A similar mutation rate to that in modern humans was observed in chimpanzees (Table 1): whole-genome resequencing of a chimpanzee family showed a mutation rate (0.46 × 10–9 per nucleotide per year) equivalent to that of the human genome (Venn et al., 2014). On the other hand, the paternal contribution of de novo mutations in chimpanzee (89%), as well as the paternal age effect (three mutations per year), was relatively high compared to human (Table 1). The high bias of the mutation rate toward males may be because more sperm is produced in chimpanzees due to higher sperm competition (Møller, 1989).
Comparison of extant and ancient modern human genomes enables us to infer mutation rate based on molecular phylogeny over a shorter time scale than that of human and chimpanzee. Based on the inference of additional mutations in the genomes of extant humans compared to the genome of an ancient modern human, a male from a population that lived in western Siberia 45,000 years ago, the de novo mutation rate was inferred to be 0.44–0.63 × 10–9 per nucleotide per year (Table 1) (Fu et al., 2014). This result is consistent with those from the human pedigree genome sequencing (Table 1).

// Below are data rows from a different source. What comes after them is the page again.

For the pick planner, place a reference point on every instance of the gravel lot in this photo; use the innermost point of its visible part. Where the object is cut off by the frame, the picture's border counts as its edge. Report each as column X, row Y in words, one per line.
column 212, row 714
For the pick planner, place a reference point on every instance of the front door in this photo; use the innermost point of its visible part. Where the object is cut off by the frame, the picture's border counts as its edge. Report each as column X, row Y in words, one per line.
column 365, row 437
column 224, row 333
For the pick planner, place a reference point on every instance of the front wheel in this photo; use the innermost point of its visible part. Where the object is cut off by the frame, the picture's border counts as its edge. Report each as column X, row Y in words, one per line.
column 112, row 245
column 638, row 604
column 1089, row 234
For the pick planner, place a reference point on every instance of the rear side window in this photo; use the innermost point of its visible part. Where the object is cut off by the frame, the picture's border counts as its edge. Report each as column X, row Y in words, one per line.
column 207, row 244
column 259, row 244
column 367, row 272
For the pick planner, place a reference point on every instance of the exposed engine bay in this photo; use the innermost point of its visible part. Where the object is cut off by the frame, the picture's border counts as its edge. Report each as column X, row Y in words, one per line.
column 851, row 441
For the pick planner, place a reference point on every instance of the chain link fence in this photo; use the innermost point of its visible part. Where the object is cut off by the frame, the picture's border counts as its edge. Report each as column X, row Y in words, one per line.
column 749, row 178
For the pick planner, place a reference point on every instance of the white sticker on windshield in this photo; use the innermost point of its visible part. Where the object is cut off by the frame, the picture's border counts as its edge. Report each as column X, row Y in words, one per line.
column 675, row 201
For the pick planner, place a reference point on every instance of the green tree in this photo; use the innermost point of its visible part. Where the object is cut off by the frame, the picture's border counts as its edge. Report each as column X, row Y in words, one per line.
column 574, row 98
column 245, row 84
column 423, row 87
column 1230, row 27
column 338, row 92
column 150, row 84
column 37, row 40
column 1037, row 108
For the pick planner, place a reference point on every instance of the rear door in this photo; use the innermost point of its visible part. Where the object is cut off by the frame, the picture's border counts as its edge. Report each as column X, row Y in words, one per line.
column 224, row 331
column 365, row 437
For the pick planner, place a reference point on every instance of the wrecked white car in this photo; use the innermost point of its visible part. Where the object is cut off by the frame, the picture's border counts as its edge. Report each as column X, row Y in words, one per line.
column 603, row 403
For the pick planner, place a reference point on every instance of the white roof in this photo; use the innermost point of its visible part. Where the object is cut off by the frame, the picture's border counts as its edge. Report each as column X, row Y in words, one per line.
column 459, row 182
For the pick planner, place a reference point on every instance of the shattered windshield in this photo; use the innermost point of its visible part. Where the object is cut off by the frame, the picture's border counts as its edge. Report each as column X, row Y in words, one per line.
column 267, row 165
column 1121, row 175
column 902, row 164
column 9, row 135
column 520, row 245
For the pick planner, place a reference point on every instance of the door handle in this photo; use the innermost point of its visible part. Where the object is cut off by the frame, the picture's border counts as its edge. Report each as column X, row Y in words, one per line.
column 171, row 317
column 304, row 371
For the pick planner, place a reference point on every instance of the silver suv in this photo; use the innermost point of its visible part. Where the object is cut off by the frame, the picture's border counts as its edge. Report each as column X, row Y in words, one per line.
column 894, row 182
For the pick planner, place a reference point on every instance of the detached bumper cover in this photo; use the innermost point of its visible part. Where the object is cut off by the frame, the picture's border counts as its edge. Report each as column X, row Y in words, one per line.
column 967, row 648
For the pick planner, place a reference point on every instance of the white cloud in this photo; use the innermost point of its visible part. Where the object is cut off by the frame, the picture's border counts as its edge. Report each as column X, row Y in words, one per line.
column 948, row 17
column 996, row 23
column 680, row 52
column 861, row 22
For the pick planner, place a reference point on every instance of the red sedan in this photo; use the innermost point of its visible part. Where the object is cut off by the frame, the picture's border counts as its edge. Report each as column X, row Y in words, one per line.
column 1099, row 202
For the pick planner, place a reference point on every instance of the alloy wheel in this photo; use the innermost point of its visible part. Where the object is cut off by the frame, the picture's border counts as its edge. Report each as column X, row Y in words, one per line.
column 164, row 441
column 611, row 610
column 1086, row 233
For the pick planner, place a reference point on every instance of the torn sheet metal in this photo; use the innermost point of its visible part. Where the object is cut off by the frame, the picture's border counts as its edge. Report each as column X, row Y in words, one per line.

Single-cell genome sequencing, which was accomplished by whole-genome amplification, illustrated genomic variation across gametes as well as somites (Blainey and Quake, 2014). Eight single sperms, from a 40-year-old Caucasian, were collected and sequenced individually (Wang et al., 2012). The number of de novo mutations per nucleotide per generation based on the sperm genome sequencing was more than twice that calculated from human pedigree genome sequencing. This is because pedigree genome sequencing provides an averaged mutation rate of a parental diploid while sperm genome sequencing identifies mutations in a paternal haploid. In addition, the donor in the sperm genome sequencing (40 years old; Table 1) was older than the paternal donors in the pedigree sequencing experiments (up to 33.6 years old; Table 1), which is likely to have resulted in more mutations in the sperm genomes. Based on the number of paternal mutations, I calculated the number of mutations per genome per cell division in spermatogenesis and found that these values were comparable among the sperm and pedigree genome sequencing experiments (Table 1).
The nucleotide mutation rate is not always homogeneous throughout the genome. A well-known example is the hypermutability of CpG dinucleotides, which have a 15-fold higher mutation rate than other sites (Elango et al., 2008), because of the spontaneous deamination of methylated cytosine in a CpG into thymine (Bird, 1980). Recently, non-random distribution of mutation rate across the human genome has been examined in detail based on high-throughput sequencing (Campbell et al., 2012; Kong et al., 2012; Michaelson et al., 2012). De novo mutations identified in the genomes of ten families, each composed of parents and a pair of identical twins, revealed that DNase I hypersensitivity, high GC content, predominant nucleosome occupancy, high recombination rate, and rich simple- and trinucleotide-repeats are associated with increased mutation rate (Michaelson et al., 2012).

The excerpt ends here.